Assuming your R files with the functions are in C:\SomeLibrary\ or subfolders there of and then you define a sourceing file as C:\SomeLibrary.r or similar containing:

if (!(as.numeric(R.Version()$major) >=2 && as.numeric(R.Version()$minor) >= 14.0)) {
        stop("SomeLibrary needs version 2.14.0 or greater.")
}

if ("SomeLibrary" %in% search()) {
        detach("SomeLibrary")
}

currentlyInWorkspace <- ls()

SomeLibrary <- new.env(parent=globalenv())

require("compiler",quietly=TRUE)

pathToLoad <- "C:/SomeLibraryFiles"

filesToSource <- file.path(pathToLoad,dir(pathToLoad,recursive=TRUE)[grepl(".*[\\.R|\\.r].*",dir(pathToLoad,recursive=TRUE))])

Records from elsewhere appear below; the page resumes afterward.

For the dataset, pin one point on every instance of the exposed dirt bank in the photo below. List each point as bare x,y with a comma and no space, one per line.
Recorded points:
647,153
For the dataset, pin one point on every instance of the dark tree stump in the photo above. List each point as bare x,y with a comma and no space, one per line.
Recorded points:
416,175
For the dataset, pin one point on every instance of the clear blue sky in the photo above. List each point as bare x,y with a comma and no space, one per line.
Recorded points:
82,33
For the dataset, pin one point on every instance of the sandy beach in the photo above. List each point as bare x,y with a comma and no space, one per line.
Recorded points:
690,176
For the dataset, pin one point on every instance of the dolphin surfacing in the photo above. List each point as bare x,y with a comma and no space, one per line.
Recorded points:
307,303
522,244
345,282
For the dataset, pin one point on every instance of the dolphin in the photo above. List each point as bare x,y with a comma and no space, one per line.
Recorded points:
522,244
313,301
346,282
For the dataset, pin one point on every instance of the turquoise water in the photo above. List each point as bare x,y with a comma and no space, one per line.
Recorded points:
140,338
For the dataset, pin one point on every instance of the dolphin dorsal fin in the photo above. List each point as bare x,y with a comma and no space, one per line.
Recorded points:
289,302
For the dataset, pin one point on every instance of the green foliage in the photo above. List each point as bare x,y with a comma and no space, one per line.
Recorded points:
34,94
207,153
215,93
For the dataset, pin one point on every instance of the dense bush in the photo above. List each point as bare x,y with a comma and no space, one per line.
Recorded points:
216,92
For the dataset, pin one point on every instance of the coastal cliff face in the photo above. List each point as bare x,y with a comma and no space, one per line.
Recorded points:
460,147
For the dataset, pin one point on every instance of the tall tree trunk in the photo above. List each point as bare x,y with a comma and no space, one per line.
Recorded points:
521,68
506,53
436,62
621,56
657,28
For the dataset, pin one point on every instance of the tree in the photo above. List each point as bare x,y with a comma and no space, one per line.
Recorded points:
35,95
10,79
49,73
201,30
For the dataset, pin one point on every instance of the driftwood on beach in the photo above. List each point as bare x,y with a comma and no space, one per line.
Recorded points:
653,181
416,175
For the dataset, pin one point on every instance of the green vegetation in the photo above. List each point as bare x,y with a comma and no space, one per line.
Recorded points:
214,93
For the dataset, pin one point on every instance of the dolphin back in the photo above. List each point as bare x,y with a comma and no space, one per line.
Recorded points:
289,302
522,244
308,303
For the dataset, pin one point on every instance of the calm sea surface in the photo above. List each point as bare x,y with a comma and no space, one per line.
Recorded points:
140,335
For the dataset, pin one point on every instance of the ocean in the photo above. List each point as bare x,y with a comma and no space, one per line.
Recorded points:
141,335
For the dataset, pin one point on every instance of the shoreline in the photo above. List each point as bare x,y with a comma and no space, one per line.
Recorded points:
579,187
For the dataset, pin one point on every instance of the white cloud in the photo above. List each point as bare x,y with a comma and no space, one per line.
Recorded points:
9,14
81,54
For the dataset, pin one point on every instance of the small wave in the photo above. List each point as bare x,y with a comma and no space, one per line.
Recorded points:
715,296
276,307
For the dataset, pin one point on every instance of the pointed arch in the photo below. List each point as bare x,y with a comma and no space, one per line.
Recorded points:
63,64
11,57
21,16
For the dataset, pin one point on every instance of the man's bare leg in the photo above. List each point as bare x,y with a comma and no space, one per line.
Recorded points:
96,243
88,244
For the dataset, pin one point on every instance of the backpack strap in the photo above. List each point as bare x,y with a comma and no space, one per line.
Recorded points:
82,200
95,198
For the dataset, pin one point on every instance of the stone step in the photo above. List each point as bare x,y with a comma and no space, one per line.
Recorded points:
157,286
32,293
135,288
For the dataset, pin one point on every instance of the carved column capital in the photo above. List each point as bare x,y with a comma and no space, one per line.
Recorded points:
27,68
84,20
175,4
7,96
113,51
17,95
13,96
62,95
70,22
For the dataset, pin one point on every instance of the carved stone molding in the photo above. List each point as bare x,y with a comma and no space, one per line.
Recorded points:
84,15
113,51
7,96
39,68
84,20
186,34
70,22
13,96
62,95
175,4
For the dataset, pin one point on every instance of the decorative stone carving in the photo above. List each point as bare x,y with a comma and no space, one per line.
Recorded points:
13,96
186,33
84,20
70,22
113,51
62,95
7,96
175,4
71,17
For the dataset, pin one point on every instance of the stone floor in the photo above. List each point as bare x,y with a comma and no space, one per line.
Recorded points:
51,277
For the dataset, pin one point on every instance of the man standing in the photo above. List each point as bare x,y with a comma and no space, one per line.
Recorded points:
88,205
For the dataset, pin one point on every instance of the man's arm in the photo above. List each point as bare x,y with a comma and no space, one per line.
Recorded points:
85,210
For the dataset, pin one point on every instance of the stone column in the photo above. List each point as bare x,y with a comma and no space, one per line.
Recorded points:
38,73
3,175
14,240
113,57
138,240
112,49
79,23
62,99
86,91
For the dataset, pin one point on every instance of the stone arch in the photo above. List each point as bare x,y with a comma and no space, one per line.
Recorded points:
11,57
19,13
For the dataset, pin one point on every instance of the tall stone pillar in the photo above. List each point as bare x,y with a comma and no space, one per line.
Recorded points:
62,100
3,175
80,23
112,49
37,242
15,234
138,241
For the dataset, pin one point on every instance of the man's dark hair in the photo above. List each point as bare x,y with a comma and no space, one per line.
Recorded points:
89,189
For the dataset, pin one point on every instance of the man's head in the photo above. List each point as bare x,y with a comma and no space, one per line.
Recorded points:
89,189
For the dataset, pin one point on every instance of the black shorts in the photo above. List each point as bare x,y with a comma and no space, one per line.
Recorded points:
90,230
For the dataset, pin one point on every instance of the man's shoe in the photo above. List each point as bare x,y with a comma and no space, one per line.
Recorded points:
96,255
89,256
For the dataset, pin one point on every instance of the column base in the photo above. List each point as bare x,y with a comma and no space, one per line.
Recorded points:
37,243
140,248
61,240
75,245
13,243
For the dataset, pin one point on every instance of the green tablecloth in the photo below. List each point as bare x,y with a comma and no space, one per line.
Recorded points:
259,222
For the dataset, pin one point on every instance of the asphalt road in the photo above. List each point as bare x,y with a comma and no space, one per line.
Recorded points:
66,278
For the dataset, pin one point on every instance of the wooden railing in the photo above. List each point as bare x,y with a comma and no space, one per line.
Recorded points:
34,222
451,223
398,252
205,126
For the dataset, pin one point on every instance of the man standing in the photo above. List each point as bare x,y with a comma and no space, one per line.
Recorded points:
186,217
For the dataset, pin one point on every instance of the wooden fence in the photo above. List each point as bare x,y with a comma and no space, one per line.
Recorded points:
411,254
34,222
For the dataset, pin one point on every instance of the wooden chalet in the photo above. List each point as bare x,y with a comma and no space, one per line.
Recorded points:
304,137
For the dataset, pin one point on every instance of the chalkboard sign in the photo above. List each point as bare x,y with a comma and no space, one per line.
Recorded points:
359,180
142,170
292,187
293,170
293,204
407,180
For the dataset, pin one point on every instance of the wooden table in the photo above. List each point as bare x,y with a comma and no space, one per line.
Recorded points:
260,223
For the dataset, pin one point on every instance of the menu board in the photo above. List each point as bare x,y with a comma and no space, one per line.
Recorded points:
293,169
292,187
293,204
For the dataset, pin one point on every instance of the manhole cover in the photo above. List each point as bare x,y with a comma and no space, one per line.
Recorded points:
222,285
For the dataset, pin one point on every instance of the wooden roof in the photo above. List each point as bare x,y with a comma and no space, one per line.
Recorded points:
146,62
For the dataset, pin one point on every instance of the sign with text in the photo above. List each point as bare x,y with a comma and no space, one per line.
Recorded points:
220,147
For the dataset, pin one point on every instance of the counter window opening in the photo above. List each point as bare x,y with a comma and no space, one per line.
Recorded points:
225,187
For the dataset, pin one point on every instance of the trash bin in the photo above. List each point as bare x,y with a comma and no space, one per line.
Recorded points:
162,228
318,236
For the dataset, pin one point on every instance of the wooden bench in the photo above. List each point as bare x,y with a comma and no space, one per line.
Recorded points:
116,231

for (filename in filesToSource) {

        tryCatch({
                suppressWarnings(sys.source(filename, envir=SomeLibrary))
        },error=function(ex) {
                cat("Failed to source: ",filename,"\n")
                print(ex)
        })
}

for(SomeLibraryFunction in ls(SomeLibrary)) {
        if (class(get(SomeLibraryFunction,envir=SomeLibrary))=="function") {
                outText <- capture.output(with(SomeLibrary,assign(SomeLibraryFunction,cmpfun(get(SomeLibraryFunction)))))
                if(length(outText)>0){
                        cat("The function ",SomeLibraryFunction," produced the following compile note(s):\n")
                        cat(outText,sep="\n")
                        cat("\n")
                }
        }
}

attach(SomeLibrary)

rm(list=ls()[!ls() %in% currentlyInWorkspace])

invisible(gc(verbose=FALSE,reset=TRUE))

Then start up R with no preloaded packages and source in C:\SomeLibrary.r

And then you should get notes from cmpfun for any call to a function in a package that's not part of the base packages and doesn't have a fully qualified namespace defined.